Moderator: Mr. Wang of Heilongjiang suffered from cervical spondylosis three years ago because of trauma, and now his hands are numb. On one occasion, his right lower limb could not feel the temperature. Can he be treated without surgery? There is also lumbar disc herniation. Is it caused by cervical spondylosis?
Ruan Dike: It is suggested that the upper limbs can be treated by traction, and if the effect is not good, they can also be treated by surgery, while the lower limbs need X-ray and ct examination before choosing the treatment method.
Moderator: Is there any interaction between cervical spondylosis and lumbar disc herniation?
Ruan Dike: Some doctors call this condition "neck-waist syndrome", but most doctors still think that both diseases are independent diseases, but they have certain influence.
Moderator: There is a tumor in the cervical spinal canal of Ms. Zhao in Jilin. How should it be treated? Surgery is more dangerous. Is there any medicine that can be treated?
Ruan Dike: There is a tumor in the spinal canal that does not belong to the treatment scope of cervical spondylosis. Tumors can be divided into benign and malignant. If the clinical symptoms are not serious, you can observe for a period of time before choosing a treatment method. If it is a malignant tumor, it is recommended to operate as soon as possible.
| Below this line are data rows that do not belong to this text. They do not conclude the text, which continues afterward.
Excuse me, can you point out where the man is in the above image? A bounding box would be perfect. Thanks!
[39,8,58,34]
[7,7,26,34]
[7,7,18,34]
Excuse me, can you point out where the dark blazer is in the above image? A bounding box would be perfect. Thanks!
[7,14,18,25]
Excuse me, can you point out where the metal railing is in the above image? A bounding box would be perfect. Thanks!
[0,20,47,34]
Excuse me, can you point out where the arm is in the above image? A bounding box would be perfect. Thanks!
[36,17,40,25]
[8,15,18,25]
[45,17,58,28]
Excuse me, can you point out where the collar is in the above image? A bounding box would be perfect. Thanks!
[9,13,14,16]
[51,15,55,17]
Moderator: Mr. Wang's hand in Shanxi has been numb for 2 years, and it is heavy and light. He didn't go to the hospital, but he can relieve himself. In the past two months, his chest has tightened, and he feels that his chest is tied by something. At the same time, he felt that he was walking on an uneven road. His feet were tight, and he didn't record any activity. When crossing the threshold, his toes touched the threshold. Is it cervical spondylosis?
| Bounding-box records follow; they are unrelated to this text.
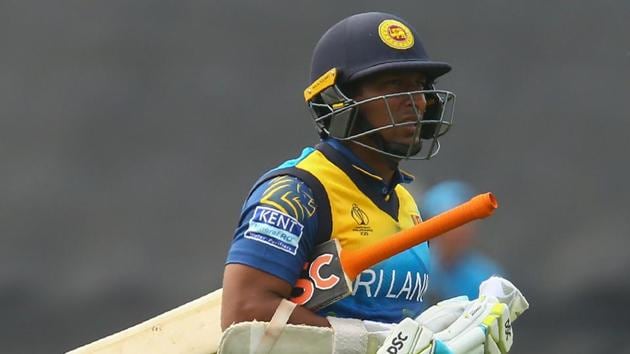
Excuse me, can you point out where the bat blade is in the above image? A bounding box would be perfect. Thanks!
[66,289,222,354]
[291,193,498,311]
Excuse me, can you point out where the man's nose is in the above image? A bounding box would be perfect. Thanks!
[408,93,427,114]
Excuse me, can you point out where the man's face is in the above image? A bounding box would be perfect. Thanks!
[353,72,427,155]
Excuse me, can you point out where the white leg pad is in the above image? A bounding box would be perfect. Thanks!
[327,317,368,354]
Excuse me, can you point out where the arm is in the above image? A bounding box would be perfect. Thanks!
[221,176,329,329]
[221,264,330,330]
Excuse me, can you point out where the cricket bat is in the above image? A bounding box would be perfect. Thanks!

Li Jingyun: This patient has a long course of disease. Nerve roots and spinal cord are compressed and stimulated. It may be cervical spondylotic myelopathy. It is recommended to go to the hospital for examination immediately.
Moderator: Ms. Zhang, Jiangsu Province, has felt very uncomfortable in her neck in the past two years, and sometimes she feels dizzy. Will she develop cervical spondylosis in the future
Ruan Dike: People who often work at their desks are more likely to get cervical spondylosis, but her condition doesn't seem to be cervical spondylosis. I suggest that she do head and neck exercises or go to the hospital for examination.
Moderator: Ms. Shen from Shaanxi has suffered from cervical hyperplasia for 20 years, with backache and backache. Now her shoulder blade hurts badly, and massage can relieve it, but it still hurts afterwards. Can this symptom be treated surgically?
Li Jingyun: Suggest her to have non-surgical treatment, such as physical therapy and acupuncture.
Moderator: Ms. Zheng from Liaoning has been undergoing cervical surgery for half a year. What posture should a doctor take when sleeping? What kind of pillow do you use? What kind of bed do you choose?
Ruan Dike: In principle, the height of pillow after operation is not a big problem, as long as you fall asleep properly. Generally, the height of pillow is based on shoulder width, but long-term pillow height is harmful to vertebral body.